Note that Unknown is the default value for the translation map.

Each line defining a translation starts with the name of the map, followed by a period, followed by the string that is to be replaced. Next there must be an equals sign, followed by the string that should be used to create the replacement. Note that it is possible to have several different strings be mapped to the same result (as shown for Book or Musical Score), but it is not possible to have the same string to map to two different results. If, for instance, in this specific example, which looks at position 6 from the MARC leader, and position 0 of field 007, if you decided that you wanted to include a mapping for the character r in position 6 of the leader to Three-dimensional artifact and also include a mapping for character r of position 0 of field 007 to Remote-sensing image, you could not accomplish this using a field specification and a translation. Instead you would have to create a custom indexing function.
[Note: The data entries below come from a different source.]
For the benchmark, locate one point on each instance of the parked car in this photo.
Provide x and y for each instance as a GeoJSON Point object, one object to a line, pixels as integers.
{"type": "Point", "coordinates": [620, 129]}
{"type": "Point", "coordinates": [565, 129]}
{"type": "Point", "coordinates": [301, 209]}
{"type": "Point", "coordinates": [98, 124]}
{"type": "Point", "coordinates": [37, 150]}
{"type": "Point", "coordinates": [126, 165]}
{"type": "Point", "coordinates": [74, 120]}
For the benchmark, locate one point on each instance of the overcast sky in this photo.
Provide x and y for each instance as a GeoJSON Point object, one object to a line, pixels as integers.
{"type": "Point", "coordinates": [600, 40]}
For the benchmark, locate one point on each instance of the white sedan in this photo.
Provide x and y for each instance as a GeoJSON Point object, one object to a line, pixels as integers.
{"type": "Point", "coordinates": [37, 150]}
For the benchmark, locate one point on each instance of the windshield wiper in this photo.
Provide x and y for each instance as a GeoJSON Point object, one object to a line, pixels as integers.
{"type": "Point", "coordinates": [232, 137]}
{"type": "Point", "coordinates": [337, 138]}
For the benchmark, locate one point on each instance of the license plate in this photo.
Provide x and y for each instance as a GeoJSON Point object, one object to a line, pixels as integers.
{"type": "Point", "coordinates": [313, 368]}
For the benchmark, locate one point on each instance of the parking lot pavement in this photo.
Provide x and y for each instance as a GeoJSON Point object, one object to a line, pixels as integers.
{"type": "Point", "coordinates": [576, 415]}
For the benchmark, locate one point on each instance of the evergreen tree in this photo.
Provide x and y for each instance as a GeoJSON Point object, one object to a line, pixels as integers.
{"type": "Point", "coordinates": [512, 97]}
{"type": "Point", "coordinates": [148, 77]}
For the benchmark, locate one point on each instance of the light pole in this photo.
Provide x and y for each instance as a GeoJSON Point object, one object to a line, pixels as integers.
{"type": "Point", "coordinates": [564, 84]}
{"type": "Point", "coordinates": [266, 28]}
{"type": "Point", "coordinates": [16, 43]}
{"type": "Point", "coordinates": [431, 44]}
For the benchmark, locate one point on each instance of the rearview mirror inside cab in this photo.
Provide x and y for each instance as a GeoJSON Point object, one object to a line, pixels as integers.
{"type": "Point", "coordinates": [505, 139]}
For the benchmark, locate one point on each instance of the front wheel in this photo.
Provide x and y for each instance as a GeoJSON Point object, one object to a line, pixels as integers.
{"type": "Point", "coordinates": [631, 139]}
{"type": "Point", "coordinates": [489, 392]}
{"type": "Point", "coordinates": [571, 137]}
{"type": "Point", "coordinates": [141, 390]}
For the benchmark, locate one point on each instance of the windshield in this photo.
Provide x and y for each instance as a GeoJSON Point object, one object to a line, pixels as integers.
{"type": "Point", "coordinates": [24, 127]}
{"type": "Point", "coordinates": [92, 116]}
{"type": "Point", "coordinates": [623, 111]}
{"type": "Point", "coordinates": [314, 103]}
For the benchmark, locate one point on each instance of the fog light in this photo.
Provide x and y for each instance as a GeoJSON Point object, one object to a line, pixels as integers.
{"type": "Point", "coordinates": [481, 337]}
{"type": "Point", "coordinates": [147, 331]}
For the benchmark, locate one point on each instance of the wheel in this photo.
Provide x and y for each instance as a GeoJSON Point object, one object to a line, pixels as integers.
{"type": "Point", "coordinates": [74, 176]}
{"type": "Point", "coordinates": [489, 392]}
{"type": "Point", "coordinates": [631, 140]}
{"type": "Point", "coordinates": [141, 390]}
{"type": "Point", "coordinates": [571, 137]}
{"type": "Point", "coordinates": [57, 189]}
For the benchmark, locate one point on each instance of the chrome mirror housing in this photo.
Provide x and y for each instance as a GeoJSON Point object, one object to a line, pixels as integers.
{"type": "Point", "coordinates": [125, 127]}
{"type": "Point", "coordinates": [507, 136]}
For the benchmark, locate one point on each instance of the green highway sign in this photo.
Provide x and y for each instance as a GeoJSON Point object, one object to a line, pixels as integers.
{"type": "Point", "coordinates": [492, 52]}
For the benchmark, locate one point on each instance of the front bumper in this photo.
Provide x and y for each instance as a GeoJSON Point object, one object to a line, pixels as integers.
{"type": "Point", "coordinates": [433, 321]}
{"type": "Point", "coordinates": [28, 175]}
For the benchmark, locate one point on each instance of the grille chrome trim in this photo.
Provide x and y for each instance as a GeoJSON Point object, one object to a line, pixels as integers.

Note also, that if no mapping is present for a given input, then no value will be entered for that particular index entry in the Solr index record. This fact can be exploited in conjunction with the first field specification command as is shown in the following example:

music_catagory_facet = 999a[0-1]:999a[0], music_maps.properties(music_catagory), first

music_catagory.ML = Music Literature
music_catagory.MT = Music Theory
music_catagory.M2 = Monuments of Music
music_catagory.M3 = Composers' Collected Works
music_catagory.M = Printed Music

In this example, the first two characters of the 999a subfield are extracted, if these two characters are ML, MT, M2 or M3, then the translation map will return the value corresponding to those values. If the value doesn’t match one of those four strings, then the translation map will return null, and the next step in the specification will be processed; it will take only the first character of the ‘999a’ subfield, and pass that to the translation map, which then can check against the single letter M using the fifth map entry. If the value matches, then Printed Music will be used for the Solr index field entry, otherwise no value will be used for the music_catagory_facet field of the Solr index record.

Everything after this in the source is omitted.